Does X matter?

Read to the end for an important Joe Rogan observation

A little housekeeping before today’s issue. First, I’m going on vacation next week. The newsletter will be off all week. I’m going to go sit in the woods. I need it so badly lol.

Second, I’ve gotten some emails about premium subscriptions. Seems like some folks are getting unsubscribed from their yearly plans without realizing it. If you see a green button below, it means you DON’T have a paid subscription anymore. Just hit it and resubscribe.

Exactly How Politically Dangerous Is X?

Over the weekend, riots broke out across the UK and both the British media and lawmakers quickly pointed the finger at X for inciting the violence. It speaks to one of the central anxieties of our current moment: Exactly how important is X, the website once known as Twitter? Which is really another question asked a different way: Exactly how much influence does Elon Musk have over us?

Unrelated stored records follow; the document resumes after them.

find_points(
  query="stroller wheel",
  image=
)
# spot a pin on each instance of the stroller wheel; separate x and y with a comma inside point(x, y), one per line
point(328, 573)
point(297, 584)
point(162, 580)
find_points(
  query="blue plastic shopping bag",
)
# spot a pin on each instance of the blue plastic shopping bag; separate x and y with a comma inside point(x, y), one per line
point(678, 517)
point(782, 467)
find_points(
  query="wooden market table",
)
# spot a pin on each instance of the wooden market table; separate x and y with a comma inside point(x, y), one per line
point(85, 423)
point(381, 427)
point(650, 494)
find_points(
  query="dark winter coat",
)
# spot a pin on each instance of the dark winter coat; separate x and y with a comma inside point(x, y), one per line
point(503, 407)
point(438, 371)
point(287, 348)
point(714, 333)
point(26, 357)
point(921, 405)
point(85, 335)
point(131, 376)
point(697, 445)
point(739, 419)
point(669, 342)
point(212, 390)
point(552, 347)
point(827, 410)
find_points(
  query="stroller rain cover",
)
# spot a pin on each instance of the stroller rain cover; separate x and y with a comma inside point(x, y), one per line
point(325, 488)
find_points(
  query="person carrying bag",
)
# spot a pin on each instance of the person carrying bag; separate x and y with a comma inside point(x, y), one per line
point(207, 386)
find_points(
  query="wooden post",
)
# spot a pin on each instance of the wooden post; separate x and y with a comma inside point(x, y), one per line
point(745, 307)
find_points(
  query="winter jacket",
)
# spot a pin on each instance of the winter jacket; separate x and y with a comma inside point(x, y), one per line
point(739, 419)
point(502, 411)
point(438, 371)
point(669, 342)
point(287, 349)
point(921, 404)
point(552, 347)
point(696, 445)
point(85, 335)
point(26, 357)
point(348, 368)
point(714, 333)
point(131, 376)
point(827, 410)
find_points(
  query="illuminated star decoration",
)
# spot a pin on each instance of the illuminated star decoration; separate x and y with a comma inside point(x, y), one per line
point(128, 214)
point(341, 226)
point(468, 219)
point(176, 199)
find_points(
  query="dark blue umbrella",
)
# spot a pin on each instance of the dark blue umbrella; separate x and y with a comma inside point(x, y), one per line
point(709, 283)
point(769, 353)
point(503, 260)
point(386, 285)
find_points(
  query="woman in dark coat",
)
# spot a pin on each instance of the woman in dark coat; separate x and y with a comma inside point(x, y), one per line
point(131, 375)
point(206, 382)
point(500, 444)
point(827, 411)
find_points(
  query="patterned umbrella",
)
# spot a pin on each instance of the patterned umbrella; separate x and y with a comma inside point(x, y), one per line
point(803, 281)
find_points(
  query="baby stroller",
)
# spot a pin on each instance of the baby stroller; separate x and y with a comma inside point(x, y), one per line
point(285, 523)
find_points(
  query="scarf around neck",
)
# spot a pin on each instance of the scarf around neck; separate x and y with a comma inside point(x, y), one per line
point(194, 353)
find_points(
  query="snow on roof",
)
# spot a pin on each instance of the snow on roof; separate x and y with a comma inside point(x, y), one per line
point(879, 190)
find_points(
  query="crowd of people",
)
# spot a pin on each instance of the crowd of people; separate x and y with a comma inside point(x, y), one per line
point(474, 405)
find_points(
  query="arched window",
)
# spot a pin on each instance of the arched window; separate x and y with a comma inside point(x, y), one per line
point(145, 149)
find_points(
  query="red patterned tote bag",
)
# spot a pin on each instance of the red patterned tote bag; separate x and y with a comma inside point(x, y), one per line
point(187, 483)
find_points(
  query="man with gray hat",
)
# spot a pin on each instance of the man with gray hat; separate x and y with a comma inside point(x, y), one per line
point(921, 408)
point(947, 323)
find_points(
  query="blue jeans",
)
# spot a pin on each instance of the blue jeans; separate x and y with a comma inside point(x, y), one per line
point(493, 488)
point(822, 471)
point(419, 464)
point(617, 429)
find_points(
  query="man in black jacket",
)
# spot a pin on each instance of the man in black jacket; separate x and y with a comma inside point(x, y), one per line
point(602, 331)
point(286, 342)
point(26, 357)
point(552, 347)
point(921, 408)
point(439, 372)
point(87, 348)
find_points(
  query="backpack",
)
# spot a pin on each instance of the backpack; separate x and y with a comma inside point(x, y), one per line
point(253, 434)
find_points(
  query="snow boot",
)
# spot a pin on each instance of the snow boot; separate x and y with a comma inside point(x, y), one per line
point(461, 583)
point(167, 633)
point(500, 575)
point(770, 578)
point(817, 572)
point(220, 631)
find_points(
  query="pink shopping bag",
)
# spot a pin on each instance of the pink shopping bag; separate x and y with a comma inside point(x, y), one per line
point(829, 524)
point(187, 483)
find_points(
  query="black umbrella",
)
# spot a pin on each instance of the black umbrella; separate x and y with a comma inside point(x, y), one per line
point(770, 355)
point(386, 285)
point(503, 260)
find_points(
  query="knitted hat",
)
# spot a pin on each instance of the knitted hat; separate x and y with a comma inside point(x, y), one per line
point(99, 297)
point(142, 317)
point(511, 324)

It seems clear that X has played a role in the anti-immigrant riots in England and Northern Ireland this weekend, but discerning exactly how much of a role is the tricky part.

Tensions in the UK started last week after a 17-year-old from Wales, born to Rwandan parents, attacked a Taylor Swift-themed yoga class in Southport, England, with a knife, killing three children. Because the alleged attacker is under 18, his name wasn’t released initially, though it was later revealed to be Axel Rudakubana. And because of strict UK reporting laws around crime, no other details about the suspected attacker or his motives have been made known to the public. And this information bottleneck created a vacuum that quickly filled up with racist conspiracy theories online, particularly on X.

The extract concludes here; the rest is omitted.